L’UdeM a observé une augmentation de ses inscriptions aux cours de coréen ces cinq dernières années. Alors que pour l’année universitaire 2017-2018, le Centre de langues accueillait 227 étudiants·e·s dans ces cours, il en a accueilli 312 pour l’année 2022-2023. Le plus grand nombre d’inscriptions a été de 367 pour l’année 2020-2021. Les échanges internationaux vers le pays d’Asie de l’Est ont aussi connu une ascension au cours des dix dernières années. Lors de l’année universitaire 2013-2014, seuls quatre étudiants·e·s de l’UdeM avaient fait un échange en Corée du Sud. Le nombre est de 23 cette année.

Cette augmentation des inscriptions se manifeste également dans le nombre de nouveaux de cours de langues offerts. La professeure invitée au Centre d’études asiatiques Jeonghyun Hong mentionne qu’à son arrivée à l’UdeM en 2018, elle enseignait les cours de coréen de niveaux élémentaires 1 à 4, des niveaux définis par le Cadre européen commun de référence pour les langues (CECRL).
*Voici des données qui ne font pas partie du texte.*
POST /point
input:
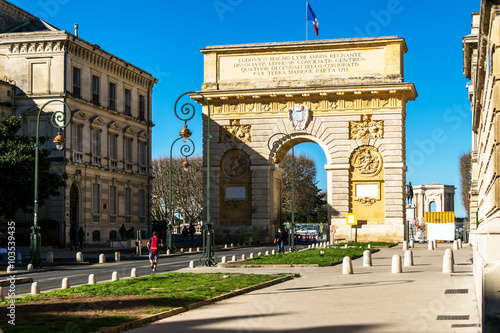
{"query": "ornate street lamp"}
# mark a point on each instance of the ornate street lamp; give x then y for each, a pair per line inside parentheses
(58, 119)
(275, 148)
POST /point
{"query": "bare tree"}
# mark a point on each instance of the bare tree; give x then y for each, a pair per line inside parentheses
(305, 185)
(465, 180)
(187, 189)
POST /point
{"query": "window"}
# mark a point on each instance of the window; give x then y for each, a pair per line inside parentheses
(96, 199)
(112, 200)
(142, 203)
(112, 96)
(127, 102)
(113, 147)
(142, 153)
(76, 138)
(95, 90)
(95, 141)
(76, 82)
(142, 108)
(128, 150)
(128, 201)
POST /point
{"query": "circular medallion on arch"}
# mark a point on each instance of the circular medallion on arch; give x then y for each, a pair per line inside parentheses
(367, 161)
(235, 164)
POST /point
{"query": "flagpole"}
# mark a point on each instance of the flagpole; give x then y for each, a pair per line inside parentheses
(307, 3)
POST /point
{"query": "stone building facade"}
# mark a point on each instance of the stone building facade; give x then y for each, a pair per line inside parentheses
(107, 156)
(346, 95)
(424, 196)
(482, 67)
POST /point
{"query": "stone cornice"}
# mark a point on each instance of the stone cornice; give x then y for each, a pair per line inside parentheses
(47, 42)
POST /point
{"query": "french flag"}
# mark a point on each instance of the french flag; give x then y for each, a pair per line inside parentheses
(312, 17)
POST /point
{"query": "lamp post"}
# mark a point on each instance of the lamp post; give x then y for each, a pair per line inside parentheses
(57, 118)
(275, 147)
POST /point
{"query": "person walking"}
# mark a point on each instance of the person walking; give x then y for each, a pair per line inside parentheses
(279, 240)
(81, 237)
(192, 230)
(153, 244)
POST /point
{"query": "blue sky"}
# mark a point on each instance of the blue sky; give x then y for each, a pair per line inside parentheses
(164, 38)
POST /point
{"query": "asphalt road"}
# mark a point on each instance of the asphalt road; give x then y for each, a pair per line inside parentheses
(51, 277)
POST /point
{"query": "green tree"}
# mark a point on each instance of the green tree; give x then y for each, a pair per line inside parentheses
(17, 171)
(307, 194)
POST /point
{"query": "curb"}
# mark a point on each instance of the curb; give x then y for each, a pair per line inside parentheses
(176, 311)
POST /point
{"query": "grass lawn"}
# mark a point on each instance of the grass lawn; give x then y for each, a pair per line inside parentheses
(312, 256)
(88, 308)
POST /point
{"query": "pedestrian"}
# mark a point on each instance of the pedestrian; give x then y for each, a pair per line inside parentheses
(123, 231)
(153, 244)
(81, 237)
(72, 237)
(192, 230)
(279, 240)
(184, 234)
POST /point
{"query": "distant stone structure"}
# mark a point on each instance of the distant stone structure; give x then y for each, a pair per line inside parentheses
(424, 195)
(346, 95)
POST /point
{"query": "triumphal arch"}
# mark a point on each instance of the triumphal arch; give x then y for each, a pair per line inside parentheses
(346, 95)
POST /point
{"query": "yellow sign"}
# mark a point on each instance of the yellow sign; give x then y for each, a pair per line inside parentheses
(351, 219)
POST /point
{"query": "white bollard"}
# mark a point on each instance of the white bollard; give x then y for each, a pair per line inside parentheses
(347, 266)
(367, 258)
(50, 257)
(65, 283)
(450, 252)
(396, 264)
(408, 258)
(447, 262)
(35, 288)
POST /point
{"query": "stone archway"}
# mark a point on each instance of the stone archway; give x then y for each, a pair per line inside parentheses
(348, 96)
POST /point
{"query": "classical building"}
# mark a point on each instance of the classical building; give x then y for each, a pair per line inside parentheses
(107, 156)
(346, 95)
(482, 67)
(433, 197)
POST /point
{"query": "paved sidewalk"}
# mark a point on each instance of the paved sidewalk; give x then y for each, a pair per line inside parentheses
(323, 300)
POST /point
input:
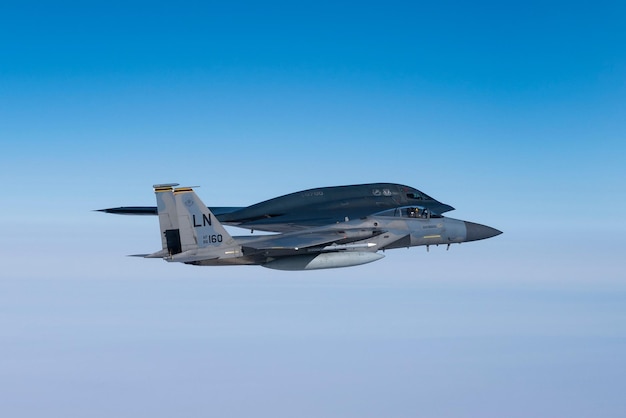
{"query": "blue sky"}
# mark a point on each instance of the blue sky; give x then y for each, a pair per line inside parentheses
(512, 113)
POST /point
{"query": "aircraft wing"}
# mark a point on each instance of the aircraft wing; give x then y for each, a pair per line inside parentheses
(281, 244)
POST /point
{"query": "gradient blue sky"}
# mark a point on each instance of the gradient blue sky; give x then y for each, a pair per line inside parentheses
(513, 113)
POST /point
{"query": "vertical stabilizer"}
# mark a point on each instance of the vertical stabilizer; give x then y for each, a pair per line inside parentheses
(200, 231)
(168, 218)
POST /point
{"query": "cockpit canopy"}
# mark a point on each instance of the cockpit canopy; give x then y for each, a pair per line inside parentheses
(415, 212)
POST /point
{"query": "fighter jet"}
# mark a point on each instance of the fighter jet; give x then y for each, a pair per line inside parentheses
(192, 234)
(313, 207)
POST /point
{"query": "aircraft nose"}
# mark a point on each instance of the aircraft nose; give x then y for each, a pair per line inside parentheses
(478, 231)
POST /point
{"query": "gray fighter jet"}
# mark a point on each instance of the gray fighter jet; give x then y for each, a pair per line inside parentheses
(313, 207)
(191, 234)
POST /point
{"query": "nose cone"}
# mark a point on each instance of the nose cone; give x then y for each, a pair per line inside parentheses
(478, 231)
Depuis, six cours de langues ont été ajoutés au programme et vont désormais jusqu’au niveau intermédiaire 10. L’augmentation de l’offre illustre bien la demande étudiante grandissante pour les cours de coréen.

… Et parfois en manque de moyen

En raison de toute l’effervescence autour de la hallyu, le CÉTASE peine à répondre à la demande des étudiant·e·s. À l’heure actuelle, 4 des 25 cours thématiques qu’il propose et traitant de l’histoire ou de la culture d’un pays abordent la Corée, en plus des 10 cours de langue coréenne qu’offre le Centre de langues. L’étudiante en deuxième année au baccalauréat en échange à Séoul Marjorie Verdon regrette cette situation. « Même si je m’intéresse au Japon, j’aimerais me concentrer directement sur la Corée pendant mon bac, mais je ne suis pas tant en mesure de le faire à l’heure actuelle », déplore-t-elle.

Mme Hong et Mme Lee affirment que leurs étudiant·e·s demandent des cours additionnels portant notamment sur le cinéma ou le phénomène de la hallyu. Mme Lee précise d’ailleurs que l’analyse de celle-ci se fait déjà dans d’autres universités.

La chargée de cours, qui donne le cours Arts visuels et médiatiques en Corée, précise qu’un nouveau cours de cinéma devait être proposé à la session d’hiver 2023, mais qu’il n’a finalement pas pu être offert, faute d’argent.

RECOMMANDATIONS CULTURELLES

  • Lou Judas : l’artiste multidisciplinaire Jaha Koo (arts de la scène).
  • Mathilde Elie : la galerie L’Onyx, à Montréal, dirigée par l’artiste coréenne Jou Lee.
  • Marjorie Verdon : le film Voice of Silence (2022) réalisé par Hong Eui-jeong.
  • Mi-Jeong Lee : le Festival du Film Coréen au Canada.
  • Bakhita Kokoume : les dramas Extraordinary You et The Golden Spoon.
  • Claudelle Boutin : les groupes Jaurim (rock) et  (métal).